El asesinato del médico Vladimir Roslik, en abril de 1984, tuvo consecuencias importantes para el proceso de salida de la dictadura. El valor de quienes investigaron y denunciaron aquel crimen convenció a muchas personas que aún no creían que el régimen torturara y consolidó la voluntad de ponerle fin. A su vez, la grotesca intervención de la Justicia militar (que hasta hace unos días sólo se había divulgado parcialmente) contribuyó a que se descartara la idea, que algunos manejaban, de dejar en sus manos todos los casos de violación de los derechos humanos en el marco del terrorismo de Estado. Hubo también resultados muy penosos, que persisten hasta hoy.
El jefe de la región militar donde ocurrió el homicidio era el teniente general Hugo Medina, cuya relación con Julio María Sanguinetti estaba en el centro de las negociaciones entre militares y políticos. La forma en que se manejó el caso Roslik protegió a Medina y, en términos más generales, prefiguró las condiciones posteriores de la transición en lo referido a las responsabilidades por más de una década de actos atroces. Comenzó una retirada militar ordenada, que en principio negaba culpas y que, a lo sumo, estaba dispuesta a sacrificar sólo a algunos participantes directos en la represión, si no le quedaba otra.

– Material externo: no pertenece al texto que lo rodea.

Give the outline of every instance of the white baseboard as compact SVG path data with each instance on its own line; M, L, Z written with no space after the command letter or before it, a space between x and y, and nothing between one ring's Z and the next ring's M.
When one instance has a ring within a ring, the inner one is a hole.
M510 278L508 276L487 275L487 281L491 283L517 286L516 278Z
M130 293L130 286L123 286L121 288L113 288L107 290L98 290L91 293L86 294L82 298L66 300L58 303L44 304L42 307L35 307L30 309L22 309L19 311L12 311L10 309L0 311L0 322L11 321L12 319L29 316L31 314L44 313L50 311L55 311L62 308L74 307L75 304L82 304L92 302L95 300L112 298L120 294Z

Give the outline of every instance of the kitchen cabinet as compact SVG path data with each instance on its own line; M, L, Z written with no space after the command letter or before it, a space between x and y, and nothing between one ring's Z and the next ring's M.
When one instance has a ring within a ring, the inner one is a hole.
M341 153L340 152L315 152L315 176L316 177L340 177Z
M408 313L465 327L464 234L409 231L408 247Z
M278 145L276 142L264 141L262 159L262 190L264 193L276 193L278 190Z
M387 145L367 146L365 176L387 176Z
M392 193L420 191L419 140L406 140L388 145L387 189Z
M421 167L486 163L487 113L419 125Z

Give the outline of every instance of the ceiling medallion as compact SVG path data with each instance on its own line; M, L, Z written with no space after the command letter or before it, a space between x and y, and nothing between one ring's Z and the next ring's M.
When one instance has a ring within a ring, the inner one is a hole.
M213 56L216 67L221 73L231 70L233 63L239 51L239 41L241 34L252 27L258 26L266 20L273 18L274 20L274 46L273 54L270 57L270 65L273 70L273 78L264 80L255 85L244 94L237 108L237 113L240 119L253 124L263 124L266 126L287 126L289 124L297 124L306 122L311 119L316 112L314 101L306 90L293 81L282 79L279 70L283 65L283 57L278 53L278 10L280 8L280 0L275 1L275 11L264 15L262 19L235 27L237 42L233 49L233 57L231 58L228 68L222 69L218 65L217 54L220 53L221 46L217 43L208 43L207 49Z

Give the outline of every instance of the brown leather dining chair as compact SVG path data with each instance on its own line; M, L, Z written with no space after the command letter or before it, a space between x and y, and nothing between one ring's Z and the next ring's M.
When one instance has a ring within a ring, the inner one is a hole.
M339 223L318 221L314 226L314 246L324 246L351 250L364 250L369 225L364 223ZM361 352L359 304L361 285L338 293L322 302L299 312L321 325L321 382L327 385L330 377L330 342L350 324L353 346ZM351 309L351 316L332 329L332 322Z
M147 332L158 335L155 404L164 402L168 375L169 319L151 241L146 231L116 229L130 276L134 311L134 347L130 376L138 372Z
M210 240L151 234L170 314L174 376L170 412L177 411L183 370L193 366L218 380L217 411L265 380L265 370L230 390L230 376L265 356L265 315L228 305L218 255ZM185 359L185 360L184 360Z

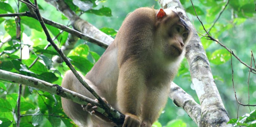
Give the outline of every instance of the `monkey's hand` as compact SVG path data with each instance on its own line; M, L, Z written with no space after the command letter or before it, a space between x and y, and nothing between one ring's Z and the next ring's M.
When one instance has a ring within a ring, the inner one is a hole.
M142 122L140 124L140 127L151 127L152 124L149 122Z
M105 103L107 103L106 100L104 98L102 98L103 100L105 102ZM95 101L98 101L98 100L97 99L95 99ZM111 122L112 121L108 119L107 117L102 115L102 114L97 112L95 110L97 109L98 107L97 106L93 106L92 104L90 103L88 103L86 106L84 105L82 105L82 107L83 108L83 111L86 111L88 112L91 115L94 115L97 117L99 117L101 119L104 120L106 122Z
M131 114L125 114L123 127L139 127L140 120L138 117Z

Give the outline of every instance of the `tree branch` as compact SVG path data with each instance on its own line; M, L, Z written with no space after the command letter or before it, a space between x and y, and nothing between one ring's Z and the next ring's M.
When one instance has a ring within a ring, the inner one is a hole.
M110 109L109 112L104 110L103 106L95 100L63 88L57 84L53 84L36 78L0 70L0 79L11 82L14 83L22 84L24 85L37 88L45 91L58 95L62 97L71 100L81 105L87 105L88 103L98 108L96 111L104 115L110 119L120 119L121 114L113 108ZM82 108L82 107L81 108ZM112 114L112 116L106 115L107 113ZM24 115L22 115L24 116Z
M186 57L189 65L192 82L201 103L201 117L199 122L197 122L198 125L232 126L231 124L227 124L229 120L227 112L213 79L210 64L200 38L180 2L178 0L159 1L163 8L170 8L177 12L191 28L192 35L186 47Z
M28 12L21 13L0 14L0 17L14 17L15 16L27 16L37 20L36 15L33 15L30 12ZM102 41L86 35L78 31L71 29L66 26L44 18L42 18L44 22L48 25L74 35L81 39L91 42L104 48L106 49L108 45Z
M63 0L45 0L62 12L71 21L74 28L82 33L109 45L114 39L79 17Z
M191 96L174 82L172 82L169 97L176 105L183 108L197 124L199 125L201 107Z
M60 56L63 59L64 61L65 62L67 65L69 67L71 70L73 72L74 74L76 76L79 82L82 84L97 99L99 102L103 106L103 109L105 110L106 112L107 113L107 114L104 114L105 116L110 116L110 117L107 117L108 118L110 118L110 119L112 121L113 121L118 126L121 126L124 123L124 121L125 116L119 111L115 110L115 111L118 113L120 114L121 117L120 118L116 118L113 117L113 114L111 114L111 109L113 109L110 105L106 104L105 102L102 100L102 99L99 96L98 94L95 92L94 90L92 88L91 88L88 84L84 81L84 79L81 76L77 73L74 67L72 66L70 62L68 59L65 56L63 53L61 51L61 50L59 48L56 44L54 43L53 41L51 38L50 34L47 30L46 26L44 22L43 19L41 16L41 15L39 12L39 9L37 5L36 4L37 0L35 0L35 5L36 6L36 9L34 11L35 12L36 15L37 17L38 20L40 22L40 24L44 30L44 31L47 37L47 40L50 43L51 43L51 45L52 46L53 48L54 48L55 50L57 51L58 53L60 55Z

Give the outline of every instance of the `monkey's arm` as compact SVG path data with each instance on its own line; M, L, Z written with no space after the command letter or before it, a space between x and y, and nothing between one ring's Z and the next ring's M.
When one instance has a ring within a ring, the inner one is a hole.
M127 60L120 68L117 87L117 103L125 118L123 125L139 127L140 107L145 90L145 78L136 62Z

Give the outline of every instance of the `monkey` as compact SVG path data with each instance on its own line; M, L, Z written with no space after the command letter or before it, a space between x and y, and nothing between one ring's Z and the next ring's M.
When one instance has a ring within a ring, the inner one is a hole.
M190 31L169 9L141 8L126 16L114 41L84 78L125 115L123 127L151 127L158 118L184 57ZM95 99L71 71L61 85ZM116 126L90 104L82 108L64 98L61 100L65 112L79 126Z

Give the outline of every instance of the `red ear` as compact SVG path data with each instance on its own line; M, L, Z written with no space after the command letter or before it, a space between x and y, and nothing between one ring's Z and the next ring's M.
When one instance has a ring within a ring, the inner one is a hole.
M156 15L156 18L157 18L157 20L161 21L163 19L163 18L166 15L166 13L164 12L164 11L162 9L160 9L158 13Z

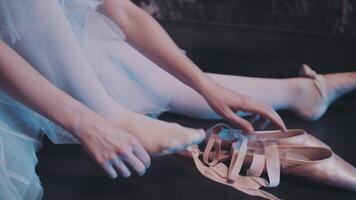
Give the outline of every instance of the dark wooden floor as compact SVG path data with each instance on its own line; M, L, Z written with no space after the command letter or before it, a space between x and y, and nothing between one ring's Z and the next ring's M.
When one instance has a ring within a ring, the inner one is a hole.
M340 100L317 122L304 122L282 113L289 128L303 128L330 145L342 158L356 166L356 104ZM217 121L165 114L162 119L190 127L208 128ZM153 158L143 177L111 180L93 163L79 145L46 142L39 154L38 172L45 199L85 200L217 200L258 199L217 184L199 174L193 161L181 156ZM356 199L356 193L282 176L271 193L283 199Z
M309 63L321 72L355 70L355 38L256 30L246 27L161 22L188 55L209 72L264 77L296 76L298 66ZM288 128L302 128L329 144L356 166L355 92L333 105L316 122L304 122L282 113ZM163 120L208 128L216 121L166 114ZM201 176L191 159L153 158L143 177L111 180L78 145L46 141L39 153L38 173L45 199L85 200L228 200L256 199ZM315 185L282 176L269 190L283 199L356 199L356 193Z

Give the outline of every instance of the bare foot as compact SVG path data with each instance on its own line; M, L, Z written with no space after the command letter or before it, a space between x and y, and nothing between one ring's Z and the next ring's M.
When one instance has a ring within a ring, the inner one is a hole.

El papel de la Justicia militar confirmó de antemano lo que podía esperarse de ella cuando Sanguinetti les encomendó a los fiscales militares José Sambucetti y Nelson Corbo, ambos coroneles, “investigaciones destinadas al esclarecimiento” de las denuncias “relativas a personas presuntamente detenidas en operaciones militares o policiales y desaparecidas, así como de menores presuntamente secuestrados en similares condiciones”. El resultado, poco sorprendente, fueron sucesivas declaraciones de que nada se podía comprobar.
Muchos años después, con grandes esfuerzos, se fueron desmontando parte de los dispositivos de la impunidad, pero los relacionados con el asesinato de Roslik permanecieron. Gobiernos nacionales de los tres mayores partidos pudieron haber hecho algo a partir del documento al que accedió la diaria esta semana, mediante un pedido de acceso a la información pública. La menos grave de las hipótesis es que a sucesivos jerarcas no se les ocurrió leerlo por negligencia.
En ese documento queda de manifiesto que el juez militar Óscar Vilches dio por ciertas declaraciones inverosímiles y desestimó evidencias contundentes para procesar, por delitos relativamente menores, sólo a un par de responsables –al parecer indirectos– de la tortura y el homicidio.
Tanto o más grave es la responsabilidad de los actuales integrantes de la Suprema Corte de Justicia que, esta semana, rechazaron la solicitud de reapertura del caso planteada por el fiscal especializado en crímenes de lesa humanidad, Ricardo Perciballe, dando por válido el repugnante fallo de Vilches y contribuyendo así a perpetuar la protección de autores y encubridores del crimen.
No es nuevo que haya defensores contumaces de la impunidad. La pregunta es, como siempre, si prevalecerán.